Thanks, Paul, much appreciated. The problem is indeed that pcmpeqb and pmovskb exist as MMX and SSE2 versions. Which means that JimG has no luck - his SSE1 CPU does not throw an exception, but it cannot interpret the 66h prefix... sorry!

ToutEnMasm


Take care with the entry point of your code.
The slenSSE2.inc that repeat .686 .data and so on,is a bad thing.

jj2007

Quote from: ToutEnMasm on March 18, 2009, 07:32:31 AM

Take care with the entry point of your code.
The slenSSE2.inc that repeat .686 .data and so on,is a bad thing.


Why?

ToutEnMasm


This explain why there is bad results given by the function .
This explain also why the program seems to works slowly.
I have tested that with windbg.Put your include file with code in the section code (The slenSSE2.inc  was in the declare section) ,without the repeat of .686...,and you will have a code that run faster and don't give random results.
That only the fact of an undeterminate entry point,that can be solve randomlly on various machines.

BlackVortex

Quote from: herge on March 17, 2009, 09:50:13 PM

Hi All:

A picture of some slow response on my computer while

debugging with winDbg. It would appear it's hanging on

the CPUID instruction, and taking it's sweet time.

See the pretty picture Note the Very Large Cycle times.

Also note strslensse2 and WinDbg Cpu time Useage.

Regards herge
Maybe use OllyDbg ?    :U

herge

 Hi  BlackVortex:

I tried to download ollydebug three times and all you get

ia a corrupt Zip file. If you can't download it one piece it's

Not going to be used!

Regards herge

// Herge born  Brussels, Belgium May 22, 1907
// Died March 3, 1983
// Cartoonist of Tintin and Snowy

BlackVortex

Quote from: herge on March 18, 2009, 08:55:59 AM
Hi  BlackVortex:

I tried to download ollydebug three times and all you get

ia a corrupt Zip file. If you can't download it one piece it's

Not going to be used!

Regards herge


http://www.ollydbg.de/odbg110.zip
This link ?  It works fine.

jj2007

Quote from: herge on March 18, 2009, 08:55:59 AM
I tried to download ollydebug three times and all you get is a corrupt Zip file.

Try this link with Firefox and IE. For me, it always works fine (with both browsers).
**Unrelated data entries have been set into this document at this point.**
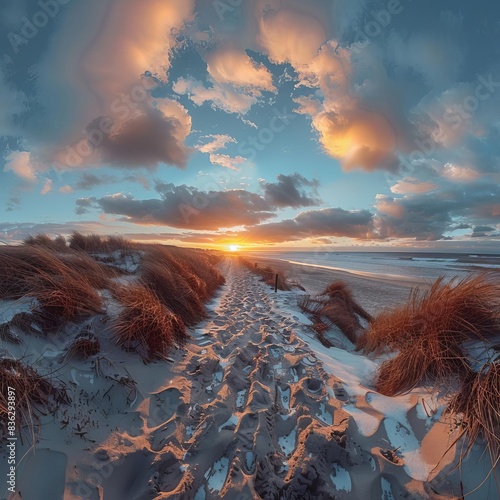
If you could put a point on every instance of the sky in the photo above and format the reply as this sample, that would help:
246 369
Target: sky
271 124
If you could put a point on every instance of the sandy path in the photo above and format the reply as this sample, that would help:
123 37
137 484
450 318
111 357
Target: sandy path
251 408
256 419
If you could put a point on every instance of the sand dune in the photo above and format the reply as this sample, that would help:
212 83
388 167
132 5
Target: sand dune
251 407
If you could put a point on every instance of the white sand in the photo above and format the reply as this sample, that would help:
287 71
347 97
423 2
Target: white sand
253 407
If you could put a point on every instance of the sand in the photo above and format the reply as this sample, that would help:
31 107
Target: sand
252 407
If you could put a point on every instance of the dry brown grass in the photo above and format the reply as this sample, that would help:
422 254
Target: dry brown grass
85 345
145 325
182 279
94 243
335 307
63 284
199 266
57 244
478 401
268 275
173 291
429 332
35 395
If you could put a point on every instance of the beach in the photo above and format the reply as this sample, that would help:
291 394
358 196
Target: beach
252 406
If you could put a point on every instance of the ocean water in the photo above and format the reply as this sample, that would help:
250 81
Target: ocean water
415 266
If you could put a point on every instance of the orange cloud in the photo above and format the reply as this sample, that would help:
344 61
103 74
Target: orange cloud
291 36
235 67
19 163
412 186
136 37
386 205
357 138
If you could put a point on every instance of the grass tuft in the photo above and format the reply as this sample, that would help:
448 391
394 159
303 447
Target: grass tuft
35 395
335 307
478 401
430 330
84 345
145 325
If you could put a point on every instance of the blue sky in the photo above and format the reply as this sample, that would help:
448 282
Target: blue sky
271 123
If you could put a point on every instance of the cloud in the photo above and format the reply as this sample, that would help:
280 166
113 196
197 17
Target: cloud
410 185
438 59
289 192
147 140
221 96
17 232
228 65
89 70
185 207
327 222
19 163
47 187
227 161
90 181
218 141
430 215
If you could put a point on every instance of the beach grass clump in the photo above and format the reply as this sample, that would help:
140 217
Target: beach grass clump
35 395
335 307
429 332
56 244
94 243
201 269
64 285
83 346
182 279
172 290
146 325
268 275
478 402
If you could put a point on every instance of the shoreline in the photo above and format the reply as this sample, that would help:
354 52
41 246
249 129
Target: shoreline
372 292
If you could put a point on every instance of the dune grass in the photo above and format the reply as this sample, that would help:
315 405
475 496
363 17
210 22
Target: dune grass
65 285
57 244
182 279
335 306
478 401
145 325
268 275
94 243
430 330
35 395
84 345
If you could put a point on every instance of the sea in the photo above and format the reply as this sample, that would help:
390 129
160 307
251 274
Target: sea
415 266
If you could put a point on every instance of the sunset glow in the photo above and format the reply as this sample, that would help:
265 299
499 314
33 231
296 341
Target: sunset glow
280 124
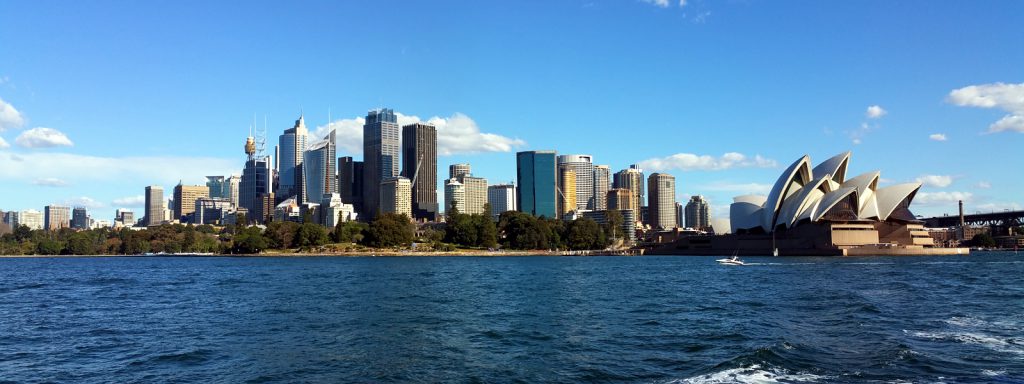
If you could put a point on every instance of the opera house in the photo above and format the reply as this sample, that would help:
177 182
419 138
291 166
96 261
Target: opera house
819 211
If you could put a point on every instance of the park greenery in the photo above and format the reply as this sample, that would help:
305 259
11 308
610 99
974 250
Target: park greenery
513 230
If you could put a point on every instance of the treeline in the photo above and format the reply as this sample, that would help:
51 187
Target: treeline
513 230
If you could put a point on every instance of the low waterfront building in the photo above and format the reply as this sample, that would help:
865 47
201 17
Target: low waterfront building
819 211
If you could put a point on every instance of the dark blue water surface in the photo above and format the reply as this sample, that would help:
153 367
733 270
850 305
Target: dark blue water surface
647 320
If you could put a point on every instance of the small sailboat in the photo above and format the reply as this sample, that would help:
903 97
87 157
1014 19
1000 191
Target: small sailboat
734 260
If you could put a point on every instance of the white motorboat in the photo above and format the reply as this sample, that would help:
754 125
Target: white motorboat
734 260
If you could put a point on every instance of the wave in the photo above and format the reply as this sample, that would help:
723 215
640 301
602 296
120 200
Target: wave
753 374
1008 345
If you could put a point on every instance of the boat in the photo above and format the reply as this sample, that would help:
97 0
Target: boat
734 260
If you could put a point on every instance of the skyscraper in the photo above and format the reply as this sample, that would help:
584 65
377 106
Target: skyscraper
184 199
254 187
602 182
154 206
320 169
621 199
56 217
662 201
476 194
396 196
218 186
419 159
292 145
583 167
698 213
455 196
350 181
536 175
457 170
231 188
501 198
632 179
566 189
380 157
79 218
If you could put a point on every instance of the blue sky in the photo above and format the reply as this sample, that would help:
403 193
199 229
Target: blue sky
101 98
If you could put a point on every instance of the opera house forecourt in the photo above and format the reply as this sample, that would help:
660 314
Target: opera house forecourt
820 212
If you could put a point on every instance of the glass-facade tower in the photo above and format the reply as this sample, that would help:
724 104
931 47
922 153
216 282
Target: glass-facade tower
536 174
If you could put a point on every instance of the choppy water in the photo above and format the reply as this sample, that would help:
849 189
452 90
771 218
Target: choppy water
649 320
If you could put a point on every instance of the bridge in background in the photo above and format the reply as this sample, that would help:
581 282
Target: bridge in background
1001 219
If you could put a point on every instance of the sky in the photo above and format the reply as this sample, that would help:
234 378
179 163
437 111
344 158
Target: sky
100 98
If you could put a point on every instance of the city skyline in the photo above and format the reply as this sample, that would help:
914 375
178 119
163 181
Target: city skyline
861 88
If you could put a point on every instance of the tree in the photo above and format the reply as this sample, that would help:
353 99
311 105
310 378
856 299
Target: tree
249 241
350 231
389 229
310 235
983 240
486 231
81 244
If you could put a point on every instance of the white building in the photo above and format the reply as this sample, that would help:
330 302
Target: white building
501 198
334 210
455 196
583 166
396 196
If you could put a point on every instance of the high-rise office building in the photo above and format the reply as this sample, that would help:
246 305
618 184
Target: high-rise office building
254 187
350 181
79 218
476 194
184 199
455 196
457 170
419 164
621 199
583 166
501 198
321 170
217 186
56 217
698 213
662 201
632 179
537 178
154 206
396 196
31 218
231 188
291 147
602 182
380 157
566 190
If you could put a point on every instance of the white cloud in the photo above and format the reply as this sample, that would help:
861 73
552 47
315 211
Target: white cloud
741 188
130 201
857 135
81 169
941 198
49 181
660 3
691 162
938 181
457 134
9 117
42 137
875 112
84 202
1009 97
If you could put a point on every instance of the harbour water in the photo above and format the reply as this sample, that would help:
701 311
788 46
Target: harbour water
643 320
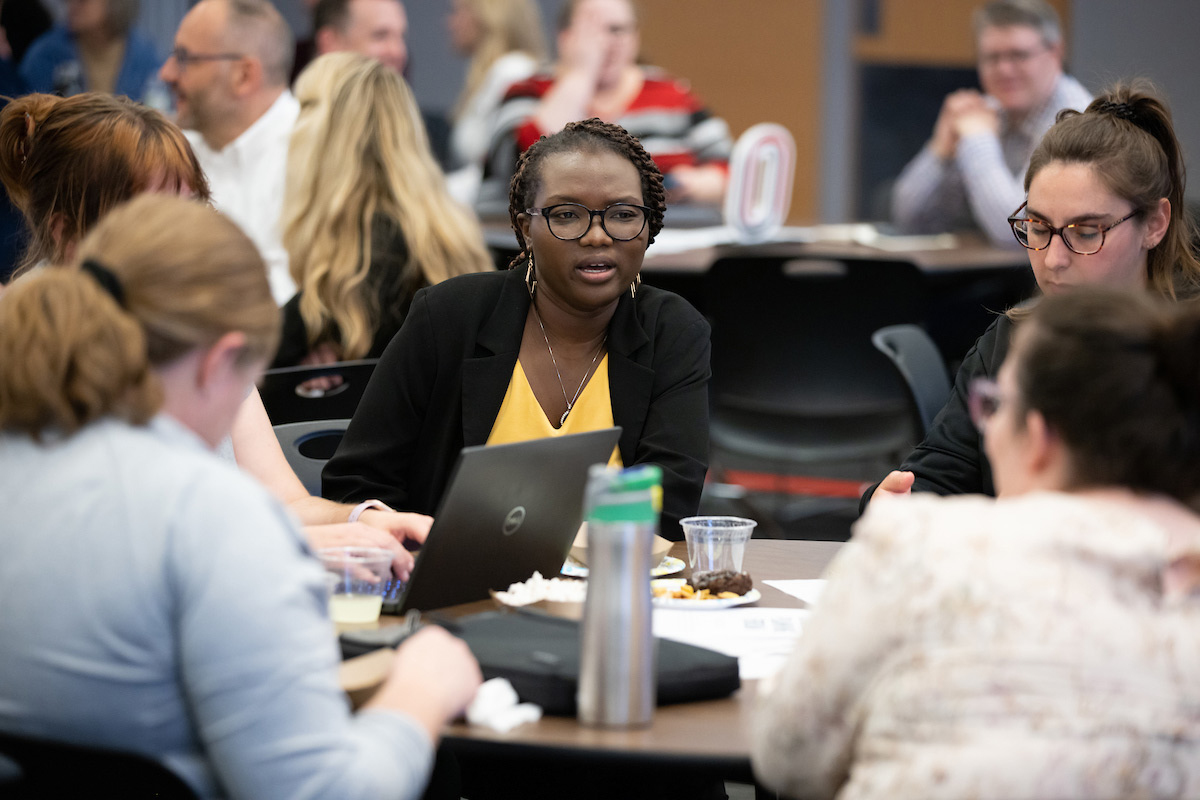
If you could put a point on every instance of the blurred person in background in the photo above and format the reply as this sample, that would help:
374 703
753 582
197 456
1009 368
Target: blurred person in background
504 42
969 175
597 74
367 218
228 74
372 28
95 49
67 162
187 621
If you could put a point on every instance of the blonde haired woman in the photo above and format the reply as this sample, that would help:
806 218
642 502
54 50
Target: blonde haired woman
367 220
505 44
186 620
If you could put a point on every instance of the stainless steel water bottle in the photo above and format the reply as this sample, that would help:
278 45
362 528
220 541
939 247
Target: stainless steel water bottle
617 642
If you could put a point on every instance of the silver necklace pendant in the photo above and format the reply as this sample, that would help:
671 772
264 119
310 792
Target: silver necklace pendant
562 386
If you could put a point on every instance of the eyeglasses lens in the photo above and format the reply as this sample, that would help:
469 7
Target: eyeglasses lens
622 222
1084 240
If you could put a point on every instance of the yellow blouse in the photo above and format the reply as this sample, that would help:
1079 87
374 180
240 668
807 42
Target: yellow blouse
522 419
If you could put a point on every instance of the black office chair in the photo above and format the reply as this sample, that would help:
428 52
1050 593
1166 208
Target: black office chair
799 396
309 445
919 362
54 770
287 398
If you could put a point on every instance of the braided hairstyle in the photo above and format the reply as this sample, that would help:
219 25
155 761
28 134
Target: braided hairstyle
586 136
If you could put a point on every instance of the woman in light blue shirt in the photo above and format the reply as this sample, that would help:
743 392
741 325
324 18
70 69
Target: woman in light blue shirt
155 599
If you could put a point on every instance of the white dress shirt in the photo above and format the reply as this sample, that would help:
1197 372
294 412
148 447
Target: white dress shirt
985 180
247 181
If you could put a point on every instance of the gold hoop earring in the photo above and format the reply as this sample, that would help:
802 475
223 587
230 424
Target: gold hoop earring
531 280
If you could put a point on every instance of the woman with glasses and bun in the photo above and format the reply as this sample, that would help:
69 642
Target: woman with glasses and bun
156 599
1041 644
569 340
1105 206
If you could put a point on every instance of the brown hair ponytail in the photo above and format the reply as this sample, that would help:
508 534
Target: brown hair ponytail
71 356
174 276
1128 138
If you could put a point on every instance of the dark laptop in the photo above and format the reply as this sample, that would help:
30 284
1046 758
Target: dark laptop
508 511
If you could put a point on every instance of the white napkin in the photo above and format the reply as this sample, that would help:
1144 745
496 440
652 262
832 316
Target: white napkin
496 707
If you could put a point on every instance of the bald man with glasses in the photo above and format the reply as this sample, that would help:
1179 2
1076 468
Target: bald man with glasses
229 73
970 174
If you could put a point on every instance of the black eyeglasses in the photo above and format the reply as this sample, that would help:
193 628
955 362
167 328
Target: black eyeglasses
984 398
183 56
1080 239
570 221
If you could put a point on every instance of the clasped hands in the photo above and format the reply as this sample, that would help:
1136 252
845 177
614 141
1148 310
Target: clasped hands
964 113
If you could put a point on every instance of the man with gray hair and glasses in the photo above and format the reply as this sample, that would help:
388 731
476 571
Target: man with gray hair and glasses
229 76
970 174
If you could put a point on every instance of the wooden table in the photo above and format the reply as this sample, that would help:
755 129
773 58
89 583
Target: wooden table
714 734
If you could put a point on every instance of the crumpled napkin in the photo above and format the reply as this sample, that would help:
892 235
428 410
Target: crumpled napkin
496 707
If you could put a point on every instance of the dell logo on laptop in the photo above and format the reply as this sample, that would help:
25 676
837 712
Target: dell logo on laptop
514 521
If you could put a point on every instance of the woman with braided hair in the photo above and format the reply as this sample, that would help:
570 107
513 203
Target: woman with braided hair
568 340
1104 206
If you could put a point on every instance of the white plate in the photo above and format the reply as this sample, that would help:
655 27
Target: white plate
669 565
751 596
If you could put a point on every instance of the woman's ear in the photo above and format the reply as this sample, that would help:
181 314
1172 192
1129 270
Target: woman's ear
1045 456
1158 220
219 362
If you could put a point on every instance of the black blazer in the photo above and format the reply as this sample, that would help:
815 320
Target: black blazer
442 380
951 459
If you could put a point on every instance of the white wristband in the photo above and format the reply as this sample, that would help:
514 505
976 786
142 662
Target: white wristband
363 506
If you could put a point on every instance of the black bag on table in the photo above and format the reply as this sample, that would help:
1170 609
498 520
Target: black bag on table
540 656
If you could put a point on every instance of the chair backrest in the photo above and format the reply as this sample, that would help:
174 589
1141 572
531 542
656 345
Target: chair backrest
795 335
288 400
919 362
309 445
54 769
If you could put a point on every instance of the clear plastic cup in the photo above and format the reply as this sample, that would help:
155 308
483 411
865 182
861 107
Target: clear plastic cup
717 542
357 578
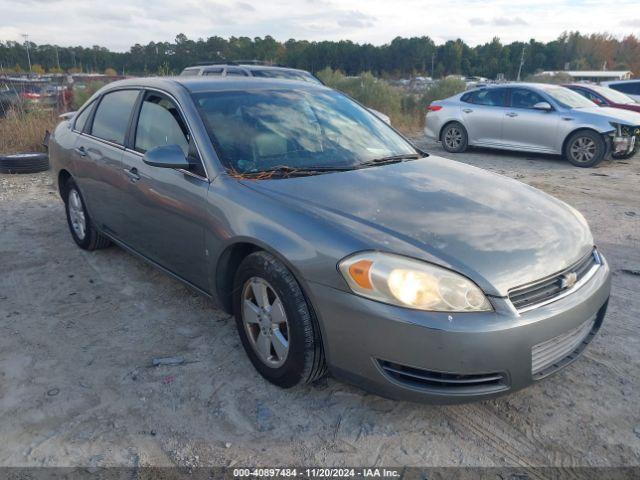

Just for fun, I also downloaded WinDbg, >17 MB, and tried it. The user interface is disgusting, but it has no problem with the CPUID opcode. Googling for WinDbg CPUID is not very successful, either, so it might be something specific to your CPU ::)

Re entry points etc:

include \masm32\include\masm32rt.inc
include \masm32\include\slenSSE2.inc
txt50 equ <"Just some stüpid text containing exäctly 50 bytes ">
.data
szTest_1 db "My short string", 0
...
.code
start:
tmp$ CATSTR <chr$("Timings for >, StrLenAlgo$, <:")>
print tmp$, 13, 10, 10


I cannot see what could possibly wrong here, and more specifically I would like to see an example where the entry point is being determined by the machine rather than the code. What I see in Olly is that the SSE2 code starts at 00401000 (start of code section), while execution starts at 004010AC, called <ModuleEntryPoint>. That works fine, many coders put procedures before start in order to save the PROTO's.

Reviewing the posts above, it seems that the slenSSE2.inc works fine unless
a) you have a CPU that does not support SSE2 or
b) you use WinDbg and get hung at the CPUID instruction.

Is that correct? Is there any case where the code did not work properly on an SSE2 machine in normal (non-debugged) execution?